I guess it's inevitable that a system like this can, in a given encounter, only remain identically lethal to a pure hp system while keeping the death and dying rules unchanged if 0 hp and 0 wounds can cause a creature to start dying. If this system supports knocking creatures unconscious without causing them to start dying there either needs to be a separate way to do so common to both systems (seems ugly) or there must be a wound threshold beyond which a creature starts dying. If it is the latter, the game is inherently less lethal than the vanilla version if no other changes are made. So the conclusion must be that supporting unconscious but not dying characters without changing average lethality in a given encounter requires changes to the death and dying rules instead.

There is a competing factor which might balance things out again, but it only does so in a campaign-average sense, not the encounter-average sense, and the precise balance will be campaign and play-style dependent. Suppose two identical parties, A and B, start a given encounter with identical resources. In particular, identical starting hit points and healing resources. However, party A uses the normal hit points system and party B uses the vitality/wound system where there is some threshold > 0 wound points between being knocked out or unconscious and dying. In this particular encounter party B is less likely to die, because they can take more than their normal maximum hit points of damage and not start dying. However, if the wound points are actually more difficult or slower to heal, then the attrition means they are likely to start the next encounter with fewer hit points and healing resources than party A. So in the second encounter party A has better resources but a less forgiving death and dying system.
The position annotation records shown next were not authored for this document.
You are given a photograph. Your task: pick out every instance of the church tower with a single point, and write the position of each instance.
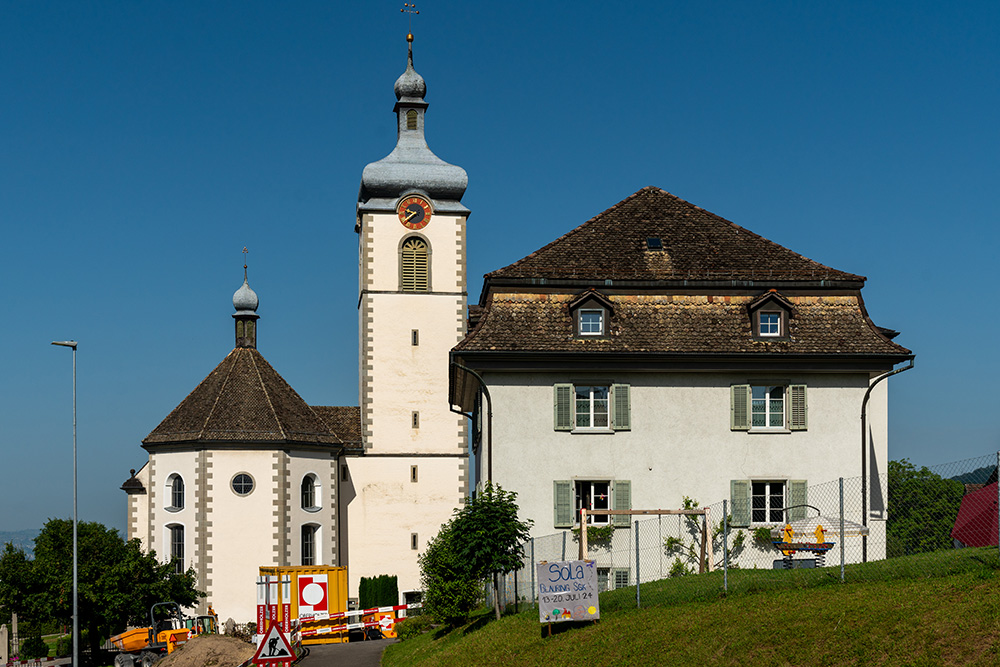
(411, 229)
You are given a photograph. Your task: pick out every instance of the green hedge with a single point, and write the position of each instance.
(380, 591)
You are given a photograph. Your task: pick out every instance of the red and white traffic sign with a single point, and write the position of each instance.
(274, 647)
(313, 598)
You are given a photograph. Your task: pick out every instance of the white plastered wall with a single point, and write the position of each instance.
(384, 508)
(680, 443)
(242, 530)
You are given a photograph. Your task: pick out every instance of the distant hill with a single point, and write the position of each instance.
(984, 475)
(24, 539)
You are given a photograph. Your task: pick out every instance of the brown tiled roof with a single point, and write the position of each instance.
(519, 322)
(345, 421)
(697, 245)
(243, 400)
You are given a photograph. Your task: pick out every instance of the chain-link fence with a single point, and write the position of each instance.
(902, 523)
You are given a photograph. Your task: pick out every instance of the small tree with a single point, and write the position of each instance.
(489, 536)
(922, 509)
(118, 583)
(451, 589)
With enough attrition eventually party B will experience an encounter with greater average lethality than it presents for party A, despite the more forgiving falling unconscious rules that benefit party B. The details of when this occur will depend greatly on the implementation of the vitality/wound system, but as long as attrition plays a sufficient role in encounters it is possible for these two campaigns with identical parties to experience equal overall lethality. If attrition plays no role (i.e. 15 minute adventuring day is standard for that campaign) then party B has strictly lower average encounter and campaign lethality than party A.
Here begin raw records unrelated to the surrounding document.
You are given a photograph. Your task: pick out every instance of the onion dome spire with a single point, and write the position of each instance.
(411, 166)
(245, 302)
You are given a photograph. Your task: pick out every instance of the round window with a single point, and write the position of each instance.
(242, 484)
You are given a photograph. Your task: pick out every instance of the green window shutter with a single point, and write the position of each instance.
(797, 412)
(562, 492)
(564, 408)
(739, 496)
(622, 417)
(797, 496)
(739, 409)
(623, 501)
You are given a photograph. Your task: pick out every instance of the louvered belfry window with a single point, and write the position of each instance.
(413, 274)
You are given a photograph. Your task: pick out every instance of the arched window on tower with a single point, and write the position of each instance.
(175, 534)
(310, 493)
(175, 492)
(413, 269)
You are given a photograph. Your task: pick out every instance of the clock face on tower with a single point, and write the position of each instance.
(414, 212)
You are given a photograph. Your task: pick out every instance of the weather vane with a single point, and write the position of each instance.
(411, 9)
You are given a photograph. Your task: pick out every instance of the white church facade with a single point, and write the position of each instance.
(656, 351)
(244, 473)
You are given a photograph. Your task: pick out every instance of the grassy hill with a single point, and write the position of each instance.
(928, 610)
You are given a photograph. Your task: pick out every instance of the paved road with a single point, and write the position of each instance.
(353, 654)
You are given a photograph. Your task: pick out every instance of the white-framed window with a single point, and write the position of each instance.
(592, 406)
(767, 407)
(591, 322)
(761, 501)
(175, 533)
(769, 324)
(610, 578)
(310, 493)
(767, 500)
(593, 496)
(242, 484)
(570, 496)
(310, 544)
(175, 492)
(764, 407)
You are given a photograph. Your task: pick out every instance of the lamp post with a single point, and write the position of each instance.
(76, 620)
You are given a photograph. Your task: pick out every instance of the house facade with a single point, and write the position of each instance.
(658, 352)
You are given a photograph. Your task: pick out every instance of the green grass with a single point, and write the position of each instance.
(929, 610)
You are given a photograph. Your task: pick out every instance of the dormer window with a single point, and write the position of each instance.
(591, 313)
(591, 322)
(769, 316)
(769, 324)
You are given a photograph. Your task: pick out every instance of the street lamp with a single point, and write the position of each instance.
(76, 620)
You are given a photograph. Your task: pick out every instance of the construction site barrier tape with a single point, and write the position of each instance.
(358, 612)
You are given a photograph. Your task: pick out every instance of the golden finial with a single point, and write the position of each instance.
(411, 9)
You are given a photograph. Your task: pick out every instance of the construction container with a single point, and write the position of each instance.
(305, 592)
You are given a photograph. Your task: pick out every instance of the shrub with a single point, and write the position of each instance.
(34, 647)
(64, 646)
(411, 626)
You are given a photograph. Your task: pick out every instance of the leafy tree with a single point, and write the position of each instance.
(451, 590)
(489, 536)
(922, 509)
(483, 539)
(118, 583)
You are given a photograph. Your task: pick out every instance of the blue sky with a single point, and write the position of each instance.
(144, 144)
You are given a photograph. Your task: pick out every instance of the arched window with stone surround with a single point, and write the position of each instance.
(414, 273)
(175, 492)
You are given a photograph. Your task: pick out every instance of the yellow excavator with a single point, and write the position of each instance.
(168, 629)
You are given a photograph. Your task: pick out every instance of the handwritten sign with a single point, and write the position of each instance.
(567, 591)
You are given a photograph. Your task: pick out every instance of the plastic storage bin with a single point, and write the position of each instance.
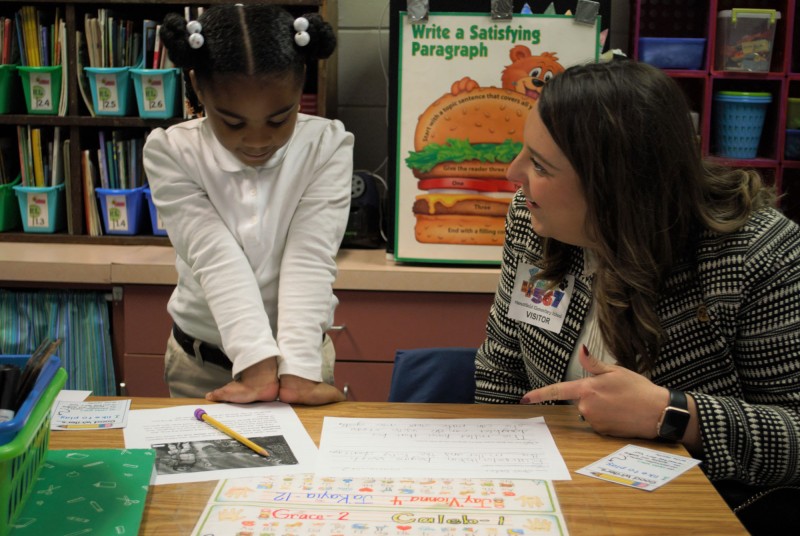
(42, 209)
(42, 88)
(739, 120)
(8, 87)
(745, 39)
(791, 150)
(673, 52)
(9, 207)
(793, 113)
(155, 221)
(156, 92)
(110, 88)
(24, 440)
(122, 209)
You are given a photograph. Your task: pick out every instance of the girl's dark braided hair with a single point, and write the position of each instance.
(252, 39)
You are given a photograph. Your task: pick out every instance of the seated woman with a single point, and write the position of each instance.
(658, 292)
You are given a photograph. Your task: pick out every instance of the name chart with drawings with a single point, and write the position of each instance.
(305, 504)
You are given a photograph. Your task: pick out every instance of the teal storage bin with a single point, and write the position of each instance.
(738, 122)
(9, 207)
(156, 92)
(43, 209)
(110, 88)
(42, 88)
(155, 221)
(122, 209)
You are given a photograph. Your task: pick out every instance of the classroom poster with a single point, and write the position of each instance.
(466, 83)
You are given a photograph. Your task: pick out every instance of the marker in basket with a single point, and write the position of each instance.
(201, 415)
(9, 378)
At the very least this can start to give some ideas about how to keep overall campaign lethality similar to the pure hit points module. If we know that the vitality/wound system contributes so much average attrition after each encounter, we may be able to figure out falling unconscious rules such that after k encounters the attrition will on average cause the characters to start dying instead. For example, maybe party B is better off in the first encounter, basically even in the second encounter, and worse off in the third encounter of the day. So a fair guess might be that parties A and B have equal average lethality over a typical 3-encounter day. By knowing such a baseline a DM could make informed decisions about how much to throw at the party in order to achieve the level of lethality he wants, or even if he should changes the unconscious vs. dying threshold to fit his needs.